Orkinoslar için Yol Ayırımı: Yaşam ya da Ölüm

Soyu Tükenmekte olan Türlerin Uluslararası Ticareti Konvansiyonu’nun (CITES) 25 Mart’a kadar sürecek olan 15. Taraflar Toplantısı bugün Katar’ın Doha şehrinde başladı. Bu yılki CITES toplantısı küresel anlamda okyanusların korunması adına özel bir önem taşıyor ve Atlantik mavi yüzgeçli orkinoslarının geleceği için bir yol ayrımı anlamına geliyor.

Greenpeace, Monako’nun öncülük ettiği teklifi, yani Atlantik mavi yüzgeçli orkinoslarının CITES’in Appendix 1 listesine girmesini ve böylece uluslararası ticaretinin yasaklanmasını destekliyor. Ayrıca yine CITES’e çeşitli köpekbalığı ve mercan türlerinin de korunması için sunulan tartışma önerilerini de destekliyor. Bir türün bu listeye girmesi demek uluslararası ticaretinin yasaklanması demektir.

Greenpeace Uluslararası Denizler Kampanyacısı Oliver Knowles, “Mavi yüzgeçli orkinoslarda yaşanan kriz, son yıllarda denizler ve okyanuslardaki korkunç sömürünün en gözle görünür örneklerindendir. CITES’in Apendix 1 listesi belki de bu etkileyici ve önemli balık türü için son şans olabilir. Hükümetler bu toplantıda doğru oy kullanmalı ve bu değerli canlının gelecek nesiller boyunca da korunmalarını sağlamalıdırlar” dedi.

Mavi yüzgeçli orkinos türü, hem ticari hem de ekolojik açıdan Akdeniz’in en değerli ve önemli balıklarındandır. Biliminsanları 2006 yılından beri mavi yüzgeçli orkinos stoklarının alarm verdiği konusunda ve iyileştirebilmesi için kota düşürmenin yanında yumurtlama sezonunda avlanılmaması yönünde tavsiyelerde bulunuyor.
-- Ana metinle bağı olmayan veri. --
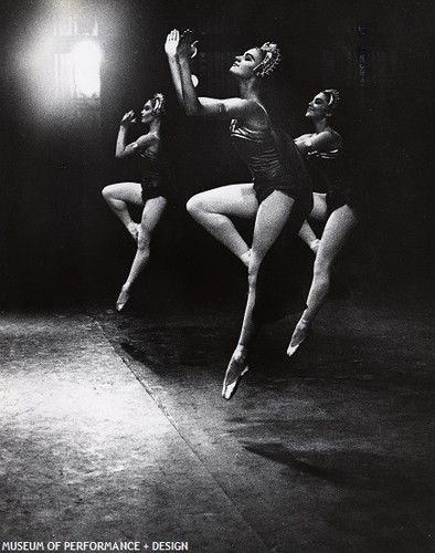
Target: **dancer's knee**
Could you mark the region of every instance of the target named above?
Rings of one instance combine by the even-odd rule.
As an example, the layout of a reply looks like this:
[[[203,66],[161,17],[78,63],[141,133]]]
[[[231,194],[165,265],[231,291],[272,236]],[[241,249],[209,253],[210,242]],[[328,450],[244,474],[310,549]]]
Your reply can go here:
[[[149,243],[150,243],[150,236],[148,232],[141,232],[139,230],[138,239],[137,239],[137,249],[140,252],[145,252],[149,250]]]
[[[199,194],[190,198],[185,205],[185,209],[193,219],[201,219],[201,216],[206,212],[205,202]]]
[[[112,185],[107,185],[103,188],[102,196],[106,201],[112,199]]]
[[[258,280],[258,263],[250,261],[250,267],[247,268],[247,285],[250,290],[255,290]]]
[[[318,263],[314,268],[314,280],[317,285],[328,285],[330,281],[332,265],[329,263]]]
Ancak, bu türün yönetiminden sorumlu olan Uluslararası Atlantik Orkinoslarını Koruma Komisyonu (ICCAT) bugüne dek Akdeniz’deki yasadışı ve aşırı avlanmanın önüne geçemediği gibi bilimsel tavsiyeleri de tamamen göz ardı ederek balıkçılık yönetiminde bir utanç örneği oluşturdu. Greenpeace 4 yıl boyunca Akdeniz’de yaptığı araştırmalar ile ICCAT’e üye ülkelerin yasadışı faaliyetlerini defalarca raporladı.

Türkiye yalnızca av kotasını arttırma derdinde

Orkinosların uluslararası ticaretinin yasaklanması önerisini bugüne dek ABD, Norveç, İsviçre, İngiltere gibi ülkelerin yanı sıra AB de bazı şartlar getirerek destek vereceğini açıkladı. Ancak Türkiye ne yazık ki bu konuda sergilediği olumsuz tavır ile tamamen Japonya’ya odaklı hareket etmekte.
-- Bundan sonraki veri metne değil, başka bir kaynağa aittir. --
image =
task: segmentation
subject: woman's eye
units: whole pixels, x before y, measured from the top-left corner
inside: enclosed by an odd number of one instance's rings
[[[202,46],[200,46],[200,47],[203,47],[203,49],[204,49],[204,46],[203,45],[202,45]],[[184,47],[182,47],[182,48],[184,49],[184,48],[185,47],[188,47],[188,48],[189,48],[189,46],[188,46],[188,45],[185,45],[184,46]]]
Greenpeace Akdeniz Denizler Kampanyası Sorumlusu Banu Dökmecibaşı, “Türkiye, kotasının çok üzerinde av ve çiftlik kapasitesine sahip olmanın yanı sıra, defalarca yasadışı faaliyetlerde bulundu. İddia ettiklerinin aksine hiçbir zaman bir av yasağına da destek vermediler, yalnızca av kotalarını arttırmaya çalıştılar. ‘Akdeniz’in korsanları’ olarak tanımladığımız AB ülkeleri bile artık ticaret yasağını desteklerken, Türkiye hala aynı yerde. ‘İhracat’ bahanesi ile CITES’i desteklemeyerek, Akdeniz’in en önemli balığını Japon sushi pazarı için feda etmeye ve kendi balıkçısının da geleceğini tehlikeye atmaya razı geliyor. Türkiye’den beklediğimiz bu tavrını değiştirerek stokların korunması yolunda oy vermesidir” dedi.

Çözüm; ticaret ve av yasağı ile birlikte deniz rezervleri oluşturmak

Greenpeace dünya denizlerinin sağlıklı ve verimli bir geleceğe sahip olabilmesi için küresel bir deniz rezervleri ağı oluşturulması için kampanya yürütüyor. Mavi yüzgeçli orkinoslar gibi tehlike altındaki pek çok türün kurtarılabilmesi için uluslararası ticaretinin yasaklanmasının dışında av yasağı getirilmeli ve özellikle yumurtlama alanlarının deniz rezervi ilan edilmesi gerekmektedir.